Notice that the integer field has been cast to a float field, the float field has been cast to an integer field, and the string field has been cast from 10 characters to 3 characters resulting in truncation.

IOPro adapters support all the basic slicing features. For example, to retrieve the first three records:

In [11]:
adapter[0:3]

array([(1.0, 1, 'a', [0.0, 1.0], [(0.0, 1.0, 2.0), (3.0, 4.0, 5.0)]),
       (2.0, 2, 'bbb', [2.0, 3.0], [(6.0, 7.0, 8.0), (9.0, 10.0, 11.0)]),
       (3.0, 3, 'ccc', [4.0, 5.0], [(12.0, 13.0, 14.0), (15.0, 16.0, 17.0)])], 
      dtype=[('integer', '<f4'), ('AAA', '<i4'), ('string', '<U3'), ('point2d', '<f8', (2,)), ('multipoint3d', 'O')])

retrieve the last record:

In [12]:
adapter[-1]

array([(5.0, 5, 'eee', [8.0, 9.0], [(24.0, 25.0, 26.0), (27.0, 28.0, 29.0)])], 
      dtype=[('integer', '<f4'), ('AAA', '<i4'), ('string', '<U3'), ('point2d', '<f8', (2,)), ('multipoint3d', 'O')])
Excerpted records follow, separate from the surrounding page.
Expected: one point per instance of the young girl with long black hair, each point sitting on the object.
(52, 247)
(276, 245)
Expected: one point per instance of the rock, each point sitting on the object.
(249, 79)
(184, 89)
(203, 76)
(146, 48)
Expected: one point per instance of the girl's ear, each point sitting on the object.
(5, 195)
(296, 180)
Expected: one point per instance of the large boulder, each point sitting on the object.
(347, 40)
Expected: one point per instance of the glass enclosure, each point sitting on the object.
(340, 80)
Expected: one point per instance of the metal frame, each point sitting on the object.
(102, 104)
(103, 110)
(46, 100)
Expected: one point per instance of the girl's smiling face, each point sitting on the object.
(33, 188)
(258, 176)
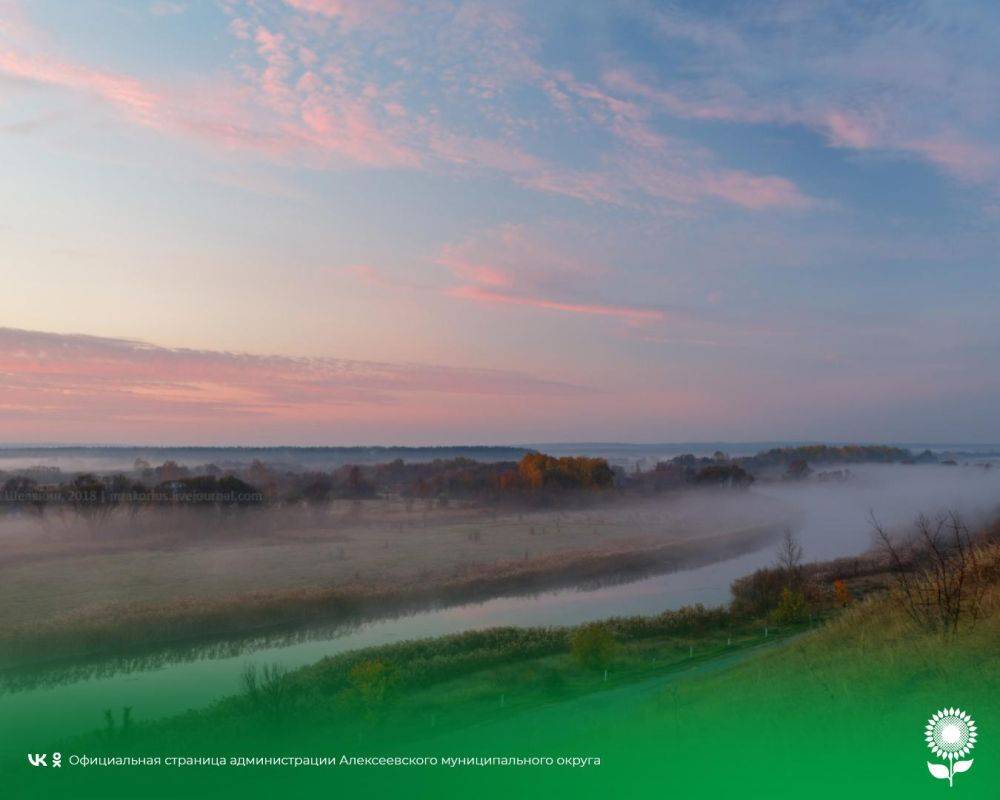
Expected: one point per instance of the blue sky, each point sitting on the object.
(647, 221)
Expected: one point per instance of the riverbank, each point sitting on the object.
(839, 708)
(139, 628)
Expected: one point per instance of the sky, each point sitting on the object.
(341, 222)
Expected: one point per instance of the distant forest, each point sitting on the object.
(534, 478)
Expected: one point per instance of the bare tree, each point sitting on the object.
(936, 571)
(790, 557)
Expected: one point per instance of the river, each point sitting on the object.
(833, 522)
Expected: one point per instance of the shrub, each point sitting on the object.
(592, 646)
(791, 608)
(842, 593)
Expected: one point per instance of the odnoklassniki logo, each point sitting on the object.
(951, 734)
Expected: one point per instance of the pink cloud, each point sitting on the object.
(629, 313)
(349, 12)
(509, 266)
(128, 95)
(846, 130)
(756, 192)
(968, 161)
(80, 378)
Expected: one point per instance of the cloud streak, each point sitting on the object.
(72, 377)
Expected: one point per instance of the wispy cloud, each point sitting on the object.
(45, 375)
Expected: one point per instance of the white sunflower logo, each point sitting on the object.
(951, 734)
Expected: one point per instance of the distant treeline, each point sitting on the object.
(535, 478)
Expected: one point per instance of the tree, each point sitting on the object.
(842, 593)
(791, 608)
(593, 646)
(790, 558)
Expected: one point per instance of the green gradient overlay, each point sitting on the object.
(830, 713)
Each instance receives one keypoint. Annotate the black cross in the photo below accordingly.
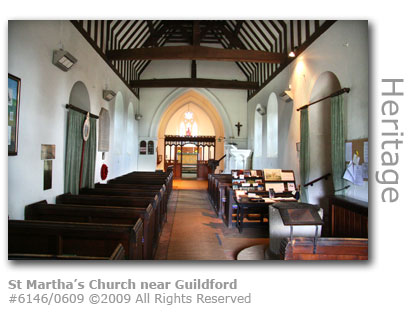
(238, 125)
retrieve every other record from the first four records:

In [13]:
adapter[0:4:2]

array([(1.0, 1, 'a', [0.0, 1.0], [(0.0, 1.0, 2.0), (3.0, 4.0, 5.0)]),
       (3.0, 3, 'ccc', [4.0, 5.0], [(12.0, 13.0, 14.0), (15.0, 16.0, 17.0)])], 
      dtype=[('integer', '<f4'), ('AAA', '<i4'), ('string', '<U3'), ('point2d', '<f8', (2,)), ('multipoint3d', 'O')])
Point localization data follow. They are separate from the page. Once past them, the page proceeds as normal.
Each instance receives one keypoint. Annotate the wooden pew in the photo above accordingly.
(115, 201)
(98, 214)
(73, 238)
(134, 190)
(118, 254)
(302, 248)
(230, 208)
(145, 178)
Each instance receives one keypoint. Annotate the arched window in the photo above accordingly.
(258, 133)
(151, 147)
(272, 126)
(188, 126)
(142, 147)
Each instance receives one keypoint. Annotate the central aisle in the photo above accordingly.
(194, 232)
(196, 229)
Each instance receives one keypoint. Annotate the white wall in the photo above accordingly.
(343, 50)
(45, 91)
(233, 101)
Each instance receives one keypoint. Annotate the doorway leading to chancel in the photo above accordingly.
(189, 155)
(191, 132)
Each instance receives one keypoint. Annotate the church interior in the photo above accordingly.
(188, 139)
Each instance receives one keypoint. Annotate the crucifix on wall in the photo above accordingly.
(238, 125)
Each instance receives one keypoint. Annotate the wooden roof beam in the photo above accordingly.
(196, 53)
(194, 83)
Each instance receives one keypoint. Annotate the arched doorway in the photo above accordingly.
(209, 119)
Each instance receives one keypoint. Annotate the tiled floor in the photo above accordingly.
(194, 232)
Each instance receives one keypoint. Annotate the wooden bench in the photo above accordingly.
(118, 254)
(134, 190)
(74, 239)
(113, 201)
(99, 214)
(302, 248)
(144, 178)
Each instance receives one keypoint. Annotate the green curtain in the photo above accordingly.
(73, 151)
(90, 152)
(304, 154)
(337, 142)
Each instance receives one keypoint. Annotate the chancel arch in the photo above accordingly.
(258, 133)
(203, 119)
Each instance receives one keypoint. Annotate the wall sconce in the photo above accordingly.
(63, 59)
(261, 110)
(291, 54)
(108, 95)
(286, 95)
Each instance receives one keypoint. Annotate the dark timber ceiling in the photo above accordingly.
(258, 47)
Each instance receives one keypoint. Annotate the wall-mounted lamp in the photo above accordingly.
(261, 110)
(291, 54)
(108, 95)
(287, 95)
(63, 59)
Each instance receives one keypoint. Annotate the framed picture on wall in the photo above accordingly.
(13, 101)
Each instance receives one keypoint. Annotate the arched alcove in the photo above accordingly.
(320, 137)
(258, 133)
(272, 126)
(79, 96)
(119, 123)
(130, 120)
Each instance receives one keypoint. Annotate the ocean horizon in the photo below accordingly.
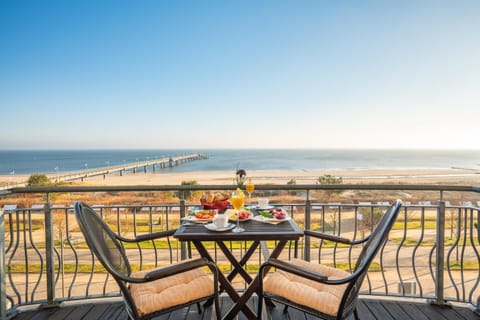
(14, 162)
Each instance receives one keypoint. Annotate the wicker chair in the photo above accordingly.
(323, 291)
(148, 294)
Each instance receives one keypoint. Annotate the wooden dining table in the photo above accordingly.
(255, 235)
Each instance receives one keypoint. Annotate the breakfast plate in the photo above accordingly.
(213, 227)
(261, 218)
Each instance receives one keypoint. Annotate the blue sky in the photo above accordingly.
(241, 74)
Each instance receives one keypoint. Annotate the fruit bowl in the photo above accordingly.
(219, 205)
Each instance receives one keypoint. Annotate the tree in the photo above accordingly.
(188, 194)
(38, 179)
(329, 179)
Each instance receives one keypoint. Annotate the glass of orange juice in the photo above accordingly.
(238, 199)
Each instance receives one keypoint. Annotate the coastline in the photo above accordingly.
(427, 176)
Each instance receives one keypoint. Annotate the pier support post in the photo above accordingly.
(3, 270)
(308, 222)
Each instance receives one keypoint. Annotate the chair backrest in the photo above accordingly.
(102, 241)
(376, 240)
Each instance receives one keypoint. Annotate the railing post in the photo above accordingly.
(440, 256)
(306, 243)
(50, 268)
(183, 244)
(3, 273)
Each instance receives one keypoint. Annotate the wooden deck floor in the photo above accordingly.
(368, 310)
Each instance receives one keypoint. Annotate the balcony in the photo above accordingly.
(431, 260)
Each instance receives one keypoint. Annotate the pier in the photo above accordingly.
(138, 166)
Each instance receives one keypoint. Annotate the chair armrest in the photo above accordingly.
(330, 237)
(148, 236)
(325, 236)
(299, 271)
(175, 269)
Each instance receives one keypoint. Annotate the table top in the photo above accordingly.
(254, 230)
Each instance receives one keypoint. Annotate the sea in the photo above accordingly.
(13, 162)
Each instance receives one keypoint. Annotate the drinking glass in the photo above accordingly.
(238, 199)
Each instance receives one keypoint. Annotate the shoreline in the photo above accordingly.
(437, 176)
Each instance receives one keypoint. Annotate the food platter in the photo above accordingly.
(200, 216)
(274, 215)
(261, 218)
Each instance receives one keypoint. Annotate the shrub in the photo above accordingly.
(38, 179)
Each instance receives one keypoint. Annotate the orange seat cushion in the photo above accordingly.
(316, 295)
(170, 291)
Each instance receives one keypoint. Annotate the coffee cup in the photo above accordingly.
(220, 220)
(262, 203)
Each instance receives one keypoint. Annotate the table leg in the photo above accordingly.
(253, 286)
(238, 265)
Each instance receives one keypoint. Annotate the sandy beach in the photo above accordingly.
(432, 176)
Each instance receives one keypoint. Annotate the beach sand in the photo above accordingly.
(430, 176)
(452, 176)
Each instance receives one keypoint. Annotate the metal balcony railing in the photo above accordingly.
(432, 252)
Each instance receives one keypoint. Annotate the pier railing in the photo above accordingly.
(432, 252)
We can also filter the fields that we want to retrieve by passing a list of field names to the constructor:

In [14]:
adapter = iopro.PostgresAdapter('host=localhost dbname=iopro_tutorial user=jayvius',
                                table='data',
                                field_filter=['integer', 'string'])
adapter[:]

array([(1, 'a'), (2, 'bbb'), (3, 'cccccc'), (4, 'ddddddddd'),
       (5, 'eeeeeeeeee')], 
      dtype=[('integer', '<i4'), ('string', '<U10')])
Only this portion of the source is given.